C’est bien l’objectif recherché dans la tentative de l’IHRA [1] de faire adopter une définition normative de l’antisémitisme. Outre la pauvreté intellectuelle que recèle le texte proposé, ce sont les exemples, en particulier l’un d’entre eux, qui éclairent l’assimilation des critiques que supporte la politique israélienne à de l’antisémitisme. Cette proposition de définition est, en effet, assortie d’exemples de manifestations d’antisémitisme dont celle-ci : « Appliquer deux poids, deux mesures en imposant à celui-ci [l’Etat d’Israël] un comportement non attendu ni exigé de la part d’un autre pays démocratique. »
On ne peut dire plus clairement que ce qui est ainsi recherché c’est l’absolution et l’impunité de la politique israélienne.
Cette tentative, soutenue par le ban et l’arrière-ban des organisations communautaires juives, comme la volonté de criminaliser le discours antisioniste, ne serviront nullement à combattre l’antisémitisme mais, tout au contraire, à le renforcer. En assimilant une manifestation de racisme intolérable à une critique fût-elle radicale, d’Israël et de sa politique, ce sont tous les juifs qu’on assimile ainsi aux errements de celle-ci et, particulièrement, à ce qu’elle conduit à faire subir au peuple palestinien.
Si l’on voulait tirer un trait d’union entre juifs français ou d’autre nationalités et le discours raciste et les pratiques déshumanisantes des autorités israéliennes, on ne s’y prendrait pas autrement.

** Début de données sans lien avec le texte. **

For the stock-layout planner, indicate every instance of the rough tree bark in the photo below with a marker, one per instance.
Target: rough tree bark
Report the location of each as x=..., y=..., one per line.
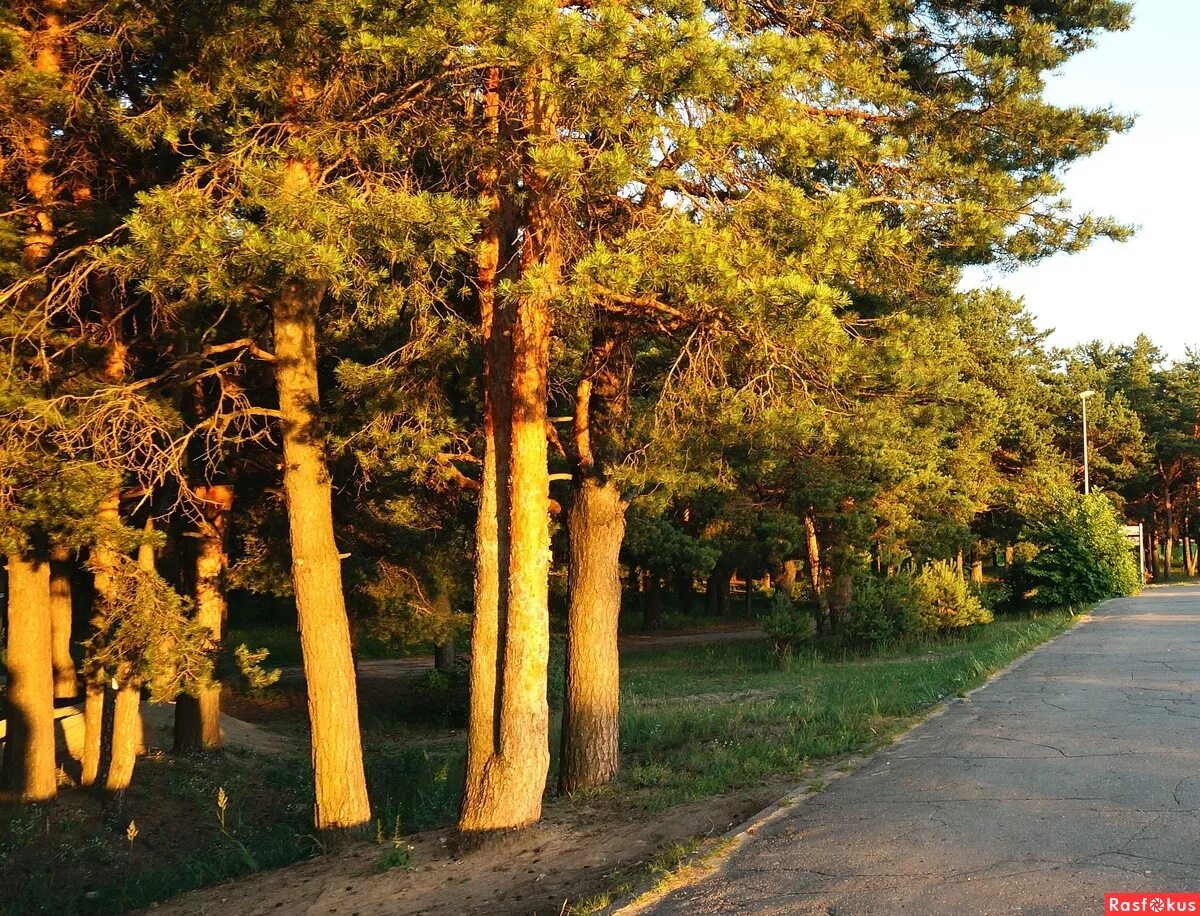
x=340, y=779
x=29, y=771
x=96, y=690
x=508, y=749
x=592, y=701
x=685, y=593
x=198, y=718
x=786, y=576
x=651, y=590
x=816, y=579
x=66, y=682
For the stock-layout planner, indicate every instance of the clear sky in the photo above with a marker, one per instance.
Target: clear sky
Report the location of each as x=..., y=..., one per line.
x=1149, y=177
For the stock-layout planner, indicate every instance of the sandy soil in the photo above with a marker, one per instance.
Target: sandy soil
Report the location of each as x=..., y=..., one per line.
x=573, y=854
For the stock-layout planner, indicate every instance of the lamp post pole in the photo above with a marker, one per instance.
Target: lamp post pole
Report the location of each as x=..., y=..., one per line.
x=1087, y=483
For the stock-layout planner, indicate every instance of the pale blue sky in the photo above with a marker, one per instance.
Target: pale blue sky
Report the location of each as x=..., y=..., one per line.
x=1149, y=177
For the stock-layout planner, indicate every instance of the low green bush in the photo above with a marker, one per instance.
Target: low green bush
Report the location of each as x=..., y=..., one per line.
x=947, y=603
x=1083, y=555
x=883, y=610
x=789, y=623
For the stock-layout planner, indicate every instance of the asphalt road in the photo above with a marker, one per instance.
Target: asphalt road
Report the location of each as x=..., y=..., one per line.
x=1074, y=773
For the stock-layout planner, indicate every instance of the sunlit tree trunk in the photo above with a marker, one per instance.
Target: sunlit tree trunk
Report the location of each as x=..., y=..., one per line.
x=339, y=774
x=816, y=576
x=29, y=770
x=66, y=682
x=97, y=712
x=592, y=701
x=651, y=593
x=508, y=742
x=198, y=718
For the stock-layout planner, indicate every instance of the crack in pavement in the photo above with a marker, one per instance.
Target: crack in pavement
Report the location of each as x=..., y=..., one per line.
x=931, y=826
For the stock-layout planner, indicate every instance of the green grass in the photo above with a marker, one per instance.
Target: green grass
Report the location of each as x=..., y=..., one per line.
x=705, y=720
x=283, y=642
x=696, y=722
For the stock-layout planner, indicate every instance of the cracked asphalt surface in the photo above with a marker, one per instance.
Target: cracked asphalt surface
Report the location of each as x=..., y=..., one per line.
x=1074, y=773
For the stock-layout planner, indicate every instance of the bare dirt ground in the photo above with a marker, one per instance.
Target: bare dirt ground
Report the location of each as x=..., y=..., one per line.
x=571, y=855
x=579, y=850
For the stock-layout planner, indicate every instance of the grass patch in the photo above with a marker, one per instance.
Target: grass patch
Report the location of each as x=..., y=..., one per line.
x=703, y=720
x=696, y=722
x=283, y=642
x=655, y=872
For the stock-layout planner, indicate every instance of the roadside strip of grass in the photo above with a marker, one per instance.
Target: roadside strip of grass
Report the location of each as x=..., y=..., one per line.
x=697, y=722
x=703, y=720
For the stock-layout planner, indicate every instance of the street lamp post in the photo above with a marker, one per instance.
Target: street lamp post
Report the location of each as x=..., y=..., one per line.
x=1087, y=483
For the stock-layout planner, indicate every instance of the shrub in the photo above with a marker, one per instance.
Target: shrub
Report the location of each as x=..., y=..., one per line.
x=789, y=623
x=883, y=610
x=1083, y=555
x=946, y=600
x=994, y=597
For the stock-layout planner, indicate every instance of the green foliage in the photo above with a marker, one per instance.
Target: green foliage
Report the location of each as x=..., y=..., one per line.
x=403, y=614
x=1083, y=555
x=250, y=668
x=883, y=609
x=947, y=603
x=143, y=635
x=995, y=597
x=789, y=623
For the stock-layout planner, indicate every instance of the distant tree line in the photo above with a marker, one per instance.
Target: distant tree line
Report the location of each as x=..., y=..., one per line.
x=325, y=299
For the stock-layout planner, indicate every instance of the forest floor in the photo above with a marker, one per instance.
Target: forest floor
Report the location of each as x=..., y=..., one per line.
x=712, y=732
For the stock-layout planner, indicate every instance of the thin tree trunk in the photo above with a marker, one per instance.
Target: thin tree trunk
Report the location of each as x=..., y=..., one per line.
x=93, y=731
x=652, y=603
x=96, y=694
x=123, y=742
x=685, y=593
x=198, y=717
x=813, y=546
x=592, y=704
x=505, y=783
x=786, y=576
x=29, y=768
x=66, y=683
x=340, y=779
x=126, y=736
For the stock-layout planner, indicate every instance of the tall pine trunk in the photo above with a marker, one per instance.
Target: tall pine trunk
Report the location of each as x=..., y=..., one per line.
x=66, y=683
x=816, y=579
x=198, y=718
x=508, y=746
x=651, y=592
x=29, y=771
x=592, y=702
x=121, y=737
x=316, y=567
x=96, y=702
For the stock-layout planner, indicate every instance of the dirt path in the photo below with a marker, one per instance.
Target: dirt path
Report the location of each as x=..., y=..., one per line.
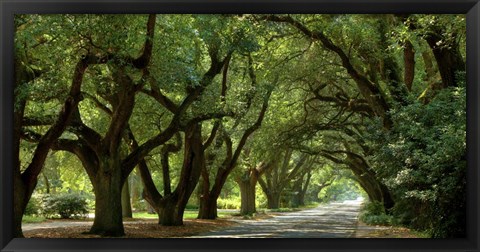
x=334, y=220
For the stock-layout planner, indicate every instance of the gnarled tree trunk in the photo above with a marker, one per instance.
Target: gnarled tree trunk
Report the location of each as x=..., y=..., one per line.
x=107, y=186
x=126, y=204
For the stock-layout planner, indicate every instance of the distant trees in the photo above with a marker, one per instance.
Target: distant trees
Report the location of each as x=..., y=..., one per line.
x=288, y=101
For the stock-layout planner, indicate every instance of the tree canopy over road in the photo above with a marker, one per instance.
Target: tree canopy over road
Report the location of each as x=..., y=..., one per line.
x=169, y=112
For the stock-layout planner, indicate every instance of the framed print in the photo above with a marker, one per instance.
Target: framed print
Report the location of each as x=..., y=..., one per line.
x=239, y=125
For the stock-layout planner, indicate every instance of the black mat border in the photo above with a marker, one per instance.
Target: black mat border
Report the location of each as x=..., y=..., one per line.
x=9, y=8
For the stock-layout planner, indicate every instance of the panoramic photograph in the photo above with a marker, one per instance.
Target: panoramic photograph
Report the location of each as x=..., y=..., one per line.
x=239, y=126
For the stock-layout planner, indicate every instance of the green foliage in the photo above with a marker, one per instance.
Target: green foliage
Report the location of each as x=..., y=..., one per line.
x=228, y=203
x=340, y=190
x=65, y=205
x=424, y=163
x=32, y=219
x=33, y=206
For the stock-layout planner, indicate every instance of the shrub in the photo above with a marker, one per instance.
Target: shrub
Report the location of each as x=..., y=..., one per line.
x=66, y=205
x=33, y=206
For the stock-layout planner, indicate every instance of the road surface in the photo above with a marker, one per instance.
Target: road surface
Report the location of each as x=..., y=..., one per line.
x=334, y=220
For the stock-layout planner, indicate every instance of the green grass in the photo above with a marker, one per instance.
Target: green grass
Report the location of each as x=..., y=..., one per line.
x=32, y=219
x=189, y=214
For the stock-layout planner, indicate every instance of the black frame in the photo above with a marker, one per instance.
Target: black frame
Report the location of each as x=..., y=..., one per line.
x=8, y=8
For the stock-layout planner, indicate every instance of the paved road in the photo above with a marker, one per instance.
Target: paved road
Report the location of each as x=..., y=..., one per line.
x=334, y=220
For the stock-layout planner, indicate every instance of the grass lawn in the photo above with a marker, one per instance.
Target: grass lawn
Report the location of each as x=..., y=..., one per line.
x=189, y=214
x=32, y=219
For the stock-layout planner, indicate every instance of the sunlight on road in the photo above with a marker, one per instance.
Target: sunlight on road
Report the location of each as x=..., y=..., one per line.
x=334, y=220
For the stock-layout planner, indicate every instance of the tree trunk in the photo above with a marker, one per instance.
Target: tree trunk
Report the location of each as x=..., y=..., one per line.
x=273, y=200
x=247, y=193
x=409, y=63
x=168, y=213
x=108, y=202
x=21, y=196
x=126, y=204
x=448, y=57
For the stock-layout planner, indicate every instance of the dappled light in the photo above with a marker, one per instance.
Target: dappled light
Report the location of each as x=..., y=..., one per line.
x=245, y=126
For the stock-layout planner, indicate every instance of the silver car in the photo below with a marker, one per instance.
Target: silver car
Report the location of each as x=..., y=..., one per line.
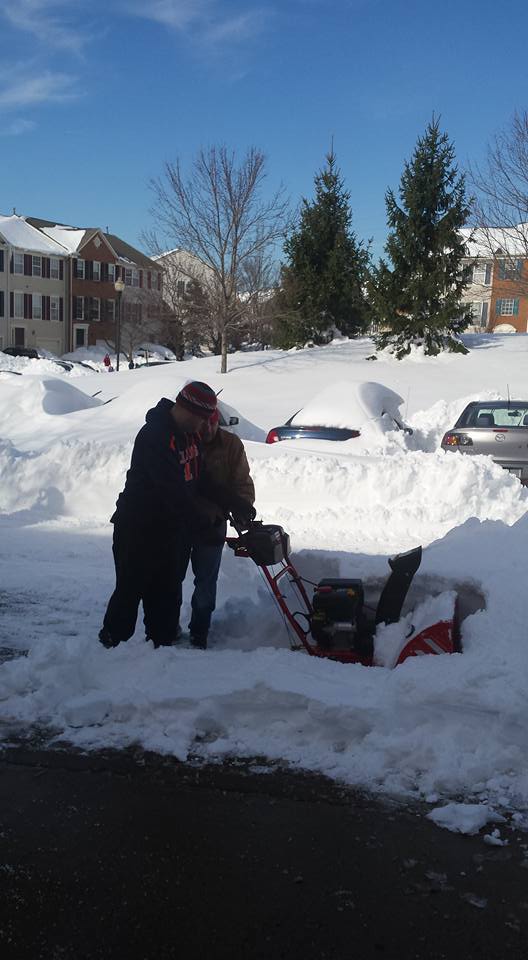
x=498, y=428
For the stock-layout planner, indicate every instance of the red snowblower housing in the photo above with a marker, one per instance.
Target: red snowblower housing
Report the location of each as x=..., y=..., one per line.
x=335, y=622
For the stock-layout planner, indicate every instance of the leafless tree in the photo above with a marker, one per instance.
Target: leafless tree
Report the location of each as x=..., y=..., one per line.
x=219, y=216
x=501, y=205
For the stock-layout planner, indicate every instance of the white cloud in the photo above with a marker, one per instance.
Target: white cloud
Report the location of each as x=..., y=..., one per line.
x=50, y=21
x=204, y=19
x=35, y=87
x=17, y=127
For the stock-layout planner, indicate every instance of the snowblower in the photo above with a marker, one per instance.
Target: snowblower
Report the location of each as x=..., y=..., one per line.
x=335, y=622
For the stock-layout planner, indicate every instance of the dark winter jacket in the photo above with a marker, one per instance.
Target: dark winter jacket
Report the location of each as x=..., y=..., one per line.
x=226, y=485
x=162, y=480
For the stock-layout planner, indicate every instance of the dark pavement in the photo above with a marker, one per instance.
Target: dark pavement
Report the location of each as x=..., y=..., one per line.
x=127, y=855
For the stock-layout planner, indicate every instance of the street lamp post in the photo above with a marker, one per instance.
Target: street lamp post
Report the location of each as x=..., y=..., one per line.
x=119, y=286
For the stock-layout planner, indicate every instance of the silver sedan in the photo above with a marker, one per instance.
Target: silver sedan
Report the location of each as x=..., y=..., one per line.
x=498, y=428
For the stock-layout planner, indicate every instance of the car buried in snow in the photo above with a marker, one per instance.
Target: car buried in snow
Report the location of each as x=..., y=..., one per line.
x=344, y=411
x=497, y=428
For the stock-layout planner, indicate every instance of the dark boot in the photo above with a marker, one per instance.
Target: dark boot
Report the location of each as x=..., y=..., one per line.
x=199, y=642
x=106, y=639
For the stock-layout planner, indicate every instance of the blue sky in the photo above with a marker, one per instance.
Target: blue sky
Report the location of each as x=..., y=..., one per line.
x=95, y=96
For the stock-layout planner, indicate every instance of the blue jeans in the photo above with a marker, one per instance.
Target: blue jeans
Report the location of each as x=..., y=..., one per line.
x=205, y=562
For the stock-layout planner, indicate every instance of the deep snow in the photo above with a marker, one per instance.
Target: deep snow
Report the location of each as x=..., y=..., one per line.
x=443, y=728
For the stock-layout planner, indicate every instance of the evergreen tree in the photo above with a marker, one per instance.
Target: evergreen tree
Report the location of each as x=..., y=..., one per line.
x=419, y=299
x=323, y=281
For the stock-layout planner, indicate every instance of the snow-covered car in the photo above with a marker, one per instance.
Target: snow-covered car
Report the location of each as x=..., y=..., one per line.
x=33, y=353
x=498, y=428
x=344, y=411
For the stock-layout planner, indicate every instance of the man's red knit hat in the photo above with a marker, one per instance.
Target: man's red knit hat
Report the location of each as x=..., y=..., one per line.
x=198, y=398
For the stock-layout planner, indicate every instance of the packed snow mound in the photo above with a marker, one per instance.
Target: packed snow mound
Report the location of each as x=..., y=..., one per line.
x=349, y=404
x=34, y=397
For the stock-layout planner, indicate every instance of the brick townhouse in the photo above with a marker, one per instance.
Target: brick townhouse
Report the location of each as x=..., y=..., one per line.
x=498, y=292
x=33, y=287
x=96, y=260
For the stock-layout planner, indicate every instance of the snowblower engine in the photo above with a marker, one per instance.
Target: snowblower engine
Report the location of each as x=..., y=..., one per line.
x=338, y=615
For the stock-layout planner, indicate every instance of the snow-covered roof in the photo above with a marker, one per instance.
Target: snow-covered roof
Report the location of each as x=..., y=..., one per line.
x=69, y=237
x=18, y=233
x=489, y=241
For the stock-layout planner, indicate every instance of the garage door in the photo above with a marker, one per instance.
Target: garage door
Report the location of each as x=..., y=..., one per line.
x=54, y=346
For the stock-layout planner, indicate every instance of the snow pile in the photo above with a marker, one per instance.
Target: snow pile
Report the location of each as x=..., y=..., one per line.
x=439, y=728
x=350, y=405
x=464, y=817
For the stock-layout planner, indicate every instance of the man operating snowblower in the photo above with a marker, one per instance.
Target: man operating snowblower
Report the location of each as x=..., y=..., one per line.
x=158, y=516
x=227, y=468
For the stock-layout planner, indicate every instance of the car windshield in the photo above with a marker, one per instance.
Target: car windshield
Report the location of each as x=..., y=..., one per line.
x=496, y=414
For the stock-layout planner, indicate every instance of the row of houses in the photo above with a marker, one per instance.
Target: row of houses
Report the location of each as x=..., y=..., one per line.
x=57, y=284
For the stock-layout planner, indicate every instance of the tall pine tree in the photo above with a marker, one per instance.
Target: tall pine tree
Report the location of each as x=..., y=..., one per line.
x=419, y=299
x=323, y=281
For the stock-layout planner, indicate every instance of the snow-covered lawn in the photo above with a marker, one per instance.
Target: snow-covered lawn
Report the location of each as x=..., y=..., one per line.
x=443, y=728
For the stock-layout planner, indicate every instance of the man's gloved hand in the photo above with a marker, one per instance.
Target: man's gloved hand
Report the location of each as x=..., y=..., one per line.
x=243, y=512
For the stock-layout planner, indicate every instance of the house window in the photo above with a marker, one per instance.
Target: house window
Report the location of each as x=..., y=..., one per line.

C’est le chemin que s’apprêtent à emprunter ceux et celles qui caressent l’idée d’introduire la dimension de l’antisémitisme dans la critique des gouvernements israéliens.
C’est le chemin qu’a déjà emprunté le président de la République en invitant Benjamin Netanyahou à la cérémonie du Vel d’Hiv et en y recourant à ce même syllogisme.
Lequel Netanyahou s’est empressé de remercier Emmanuel Macron en réunissant à Jérusalem ce quarteron de gouvernements autoritaires et plus ou moins antisémites du groupe de Visegrad.
Non, critiquer la politique israélienne, réclamer l’application de sanctions devant le refus permanent des autorités israéliennes de respecter le droit international, exiger que les produits israéliens qui arrivent sur nos tables et dans nos magasins ne soient pas issus des colonies, tenter de faire juger les généraux israéliens coupables de crimes de guerre, dénoncer la discrimination dont sont victimes les hommes et femmes d’Israël qui ne sont pas juifs, tout cela n’a rien à voir avec l’antisémitisme.
Cela concerne l’idée qu’il n’y a qu’une seule humanité soumise aux mêmes règles.
Paris, le 18 février 2019, Michel Tubiana, Président d’honneur de la LDH.